Taking a forced sabbatical from social media is like forcibly shutting the eyelids to quell the mind. It simply does not work in the long run. The mind just comes back stronger. Similarly, the onslaught of social media will become too great a temptation to keep at bay. Another workable solution is a gradual retreat and a phased withdrawal in order not to shock the mind by suddenly and forcibly rocking it off its perch.
This approach called the “10 week/10% rule to inner happiness”, is easy to adopt and follow. Having exported and deployed so much of our mental energy into the world of social media, a phased withdrawal will be extremely effective in the long run. Then the control over our overall being will be from within rather than through a lighted and colorful rectangular piece of glass that adorns our smartphones. The mind simply cannot be compacted into a smartphone screen. It is like the sky, infinite in depth and scope. Awareness is our most precious asset and the greatest weapon at our disposal to expand our reach inwards towards lasting happiness.
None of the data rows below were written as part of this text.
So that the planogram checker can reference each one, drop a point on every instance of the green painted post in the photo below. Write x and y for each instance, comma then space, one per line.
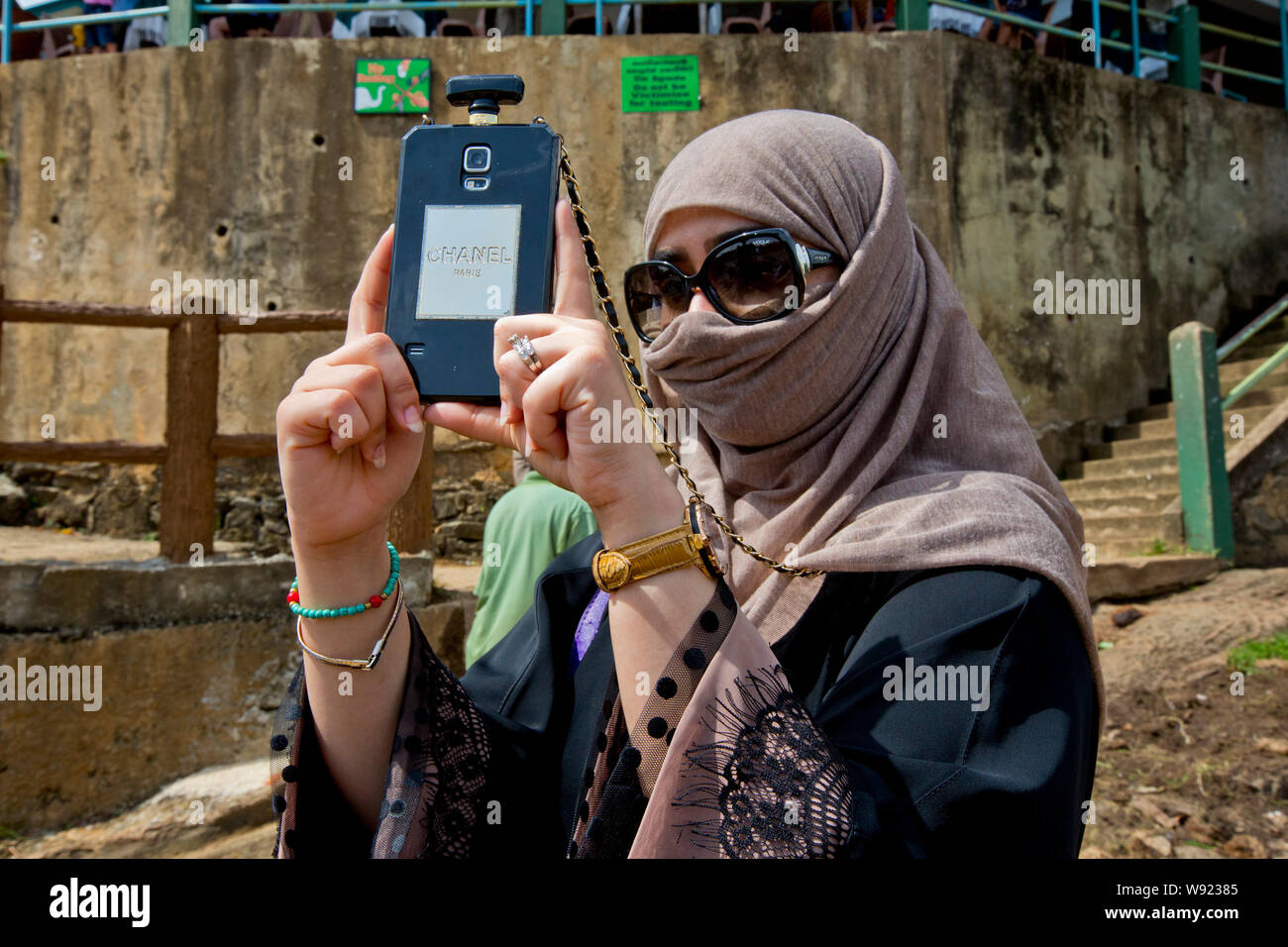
1201, 440
1183, 42
179, 22
912, 14
554, 17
So, what is the “10 week/10% rule to inner happiness”? It is a 10-week drill that will help us gain complete control over our power of awareness. In week 1, we start by cutting our involvement with social media by 10%. It does not necessarily mean we shut off our phones, tablets and other devices. We can still allow ourselves peeks and glances at our devices to satiate the mind, but 10% of the total time each day spent on social media, we practice maintaining an active and present awareness of our social media interactions. This involves willfully performing an action and also observing it without interfering with the process. In week two, active and present awareness is maintained 20% of the time. By week 10, we must get close to 100% awareness each time we enter the social media space. With a gradual ramp up over 10 weeks, it is doable.
Activities done with awareness are productive ones. By maintaining awareness, we don’t necessarily have to shut out social media but we can start to explore its benefits and use it for purposes other than to feed a mental habit or addiction. Our hands cannot function independently of the brain. The brain cannot trigger the stress hormones related to emotions of anger independent of the mind. Ultimately, it is the mind that controls where our actions go. Why let the collective social media mind control how we derive happiness? Just as the midday sky hides the infinite number of stars that lay beyond, the mind hides the deeper layers within from which happiness continuously trickles. When the network expands within beyond mind and thought, and there is a seamless connection between the deep inner void and our fingertips, social media will become a small extension of that network rather than the network that determines our happiness.